A former manager from Jersey's Intensive Care Unit is hoping to prove virtual reality can help reduce stress and anxiety levels experienced by patients undergoing end of life care.
Geoff Benning, Training Coordinator at Jersey Hospice Care, has launched a research project into the effects of virtual reality as part of his Masters’ dissertation for the University of Chester.
A former night nurse practitioner and Manager of the hospital's Intensive Care Unit (ICU), Geoff joined the Jersey Hospice team 18 months ago to pursue his interest in education.
But his research ties in with another one of his interests - technology and how it can be used to make a difference to patients’ lives.
The idea for his research came to Geoff as he was discussing what entertainment he and his colleagues could offer to patients - aside from TV and current therapies - that taps into modern technology.
“The opportunities for virtual reality are endless,” Geoff said. “You can send someone down a river or in outer space. With 360-degree cameras, you can take them to a family wedding, to a football match or to see a newborn baby.
“They can go and visit places again; they can do the things they have always wanted to do and never managed to do. It has huge possibilities.”
But Geoff soon discovered that, in addition to its entertainment possibilities, VR also has a therapeutic potential.
“I started thinking, rather than being a piece of entertainment, what else can it do?” Geoff said. “There has been a lot of work done with VR around pain and it showed a reduction in pain and in the use of painkillers.”
Pictured: Geoff has always been interested in technology and how it can be used to make a difference to patients’ lives.
Geoff is hoping to show immersive relaxation programmes using VR can help reduce patients’ anxiety and stress levels.
To do so, he will start his study next January using a headset loaned by Dr Austin Gibbs of the Allan Lab with whom he is working closely.
He will first ask participants to answer the Hospital Anxiety and Depression Scale (HADS) questionnaire. He will then play a relaxation programme for about 15 minutes, during which he will measure physiological signs through a Heart Key monitoring device.
At the end of the programme, he will ask participants to answer the questionnaire again.

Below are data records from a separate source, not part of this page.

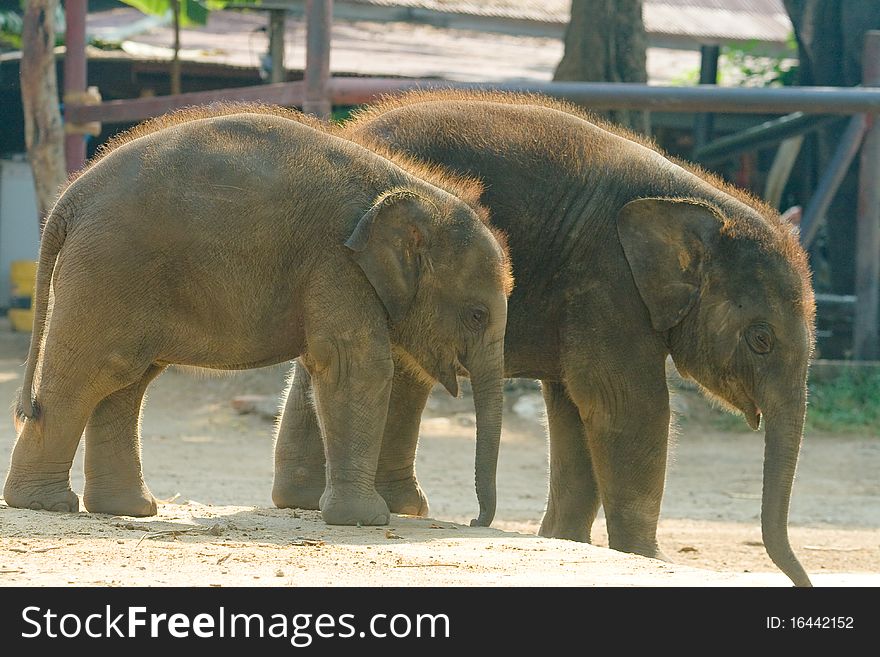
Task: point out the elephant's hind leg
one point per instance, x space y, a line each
70 388
299 449
114 481
396 475
573 498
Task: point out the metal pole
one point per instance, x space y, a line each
319 14
866 333
846 150
633 95
75 78
708 75
276 45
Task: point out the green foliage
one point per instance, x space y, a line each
10 29
848 402
745 68
192 12
742 66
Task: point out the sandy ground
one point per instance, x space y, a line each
219 528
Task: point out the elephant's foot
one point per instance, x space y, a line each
298 488
48 496
138 501
642 542
341 506
569 531
404 496
643 549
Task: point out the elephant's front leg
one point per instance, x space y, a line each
573 497
626 415
351 376
396 475
299 450
114 481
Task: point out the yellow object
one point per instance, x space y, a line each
22 278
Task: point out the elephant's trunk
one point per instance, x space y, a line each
782 443
486 382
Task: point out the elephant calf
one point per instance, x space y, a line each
622 258
239 241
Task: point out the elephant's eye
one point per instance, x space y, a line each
760 338
475 317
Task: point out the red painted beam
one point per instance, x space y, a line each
288 94
74 78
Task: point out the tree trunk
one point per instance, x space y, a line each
175 59
830 36
605 42
43 129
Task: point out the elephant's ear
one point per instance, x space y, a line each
665 242
387 244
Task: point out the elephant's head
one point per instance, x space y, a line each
444 278
731 292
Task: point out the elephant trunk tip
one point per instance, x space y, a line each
783 556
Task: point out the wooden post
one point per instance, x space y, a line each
74 78
276 45
866 333
319 15
43 130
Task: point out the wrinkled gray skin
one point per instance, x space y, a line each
621 258
237 242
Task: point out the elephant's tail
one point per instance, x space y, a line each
54 233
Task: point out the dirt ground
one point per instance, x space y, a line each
217 526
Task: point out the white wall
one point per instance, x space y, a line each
19 227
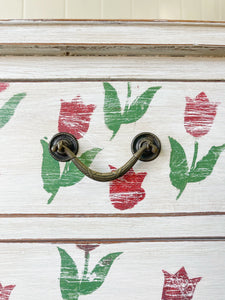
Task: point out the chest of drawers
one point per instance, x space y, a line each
158 231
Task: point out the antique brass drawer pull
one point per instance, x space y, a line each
64 147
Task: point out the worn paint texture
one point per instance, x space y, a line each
133 111
179 286
74 118
126 191
198 119
71 284
8 109
5 291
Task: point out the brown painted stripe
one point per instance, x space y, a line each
57 80
113 241
107 21
116 215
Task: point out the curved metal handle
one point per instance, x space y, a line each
64 149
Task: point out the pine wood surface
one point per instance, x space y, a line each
183 236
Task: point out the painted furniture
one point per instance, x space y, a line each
158 231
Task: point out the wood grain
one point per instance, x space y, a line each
111 228
29 126
100 68
30 266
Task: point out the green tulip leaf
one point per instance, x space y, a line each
114 117
71 175
112 108
8 109
50 171
128 90
178 166
69 279
98 274
139 106
205 166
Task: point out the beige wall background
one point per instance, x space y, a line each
210 10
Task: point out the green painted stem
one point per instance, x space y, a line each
86 263
192 167
194 157
181 191
52 197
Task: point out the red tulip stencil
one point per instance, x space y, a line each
74 118
199 116
179 286
126 191
5 291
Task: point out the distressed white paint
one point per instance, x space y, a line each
21 184
136 274
111 227
106 68
97 32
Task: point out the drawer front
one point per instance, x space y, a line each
172 270
187 176
158 231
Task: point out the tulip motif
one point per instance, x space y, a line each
5 291
74 117
72 284
199 115
179 286
126 191
198 119
8 109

“I’m hoping the data will prove my hypothesis that virtual reality can reduce the stress levels and anxiety experienced by patients in palliative and end of life care.”
Pictured: Geoff is hoping to "go where no Hospice Care setting has gone before!”
Jersey Hospice Care, which is supporting Geoff’s Masters degree, has given him permission to carry out the study with any patients or service users who agree to take part.
If the study is successful, Geoff says it will not only be a stepping stone for the charity, putting it on the map in terms of innovation in patient services, but it could give patients access to new possibilities through VR headsets.
Writing in a recent blog, Geoff explained: “Technology is very much a part of our lives now and is becoming more affordable.
“I’m very excited about the potential benefits such equipment could provide for patients, their families, and staff. But we need to know more first.
“Therefore, it is my intention to continue the exploration into the world of VR provision… and, hopefully, boldly go where no Hospice Care setting has gone before!”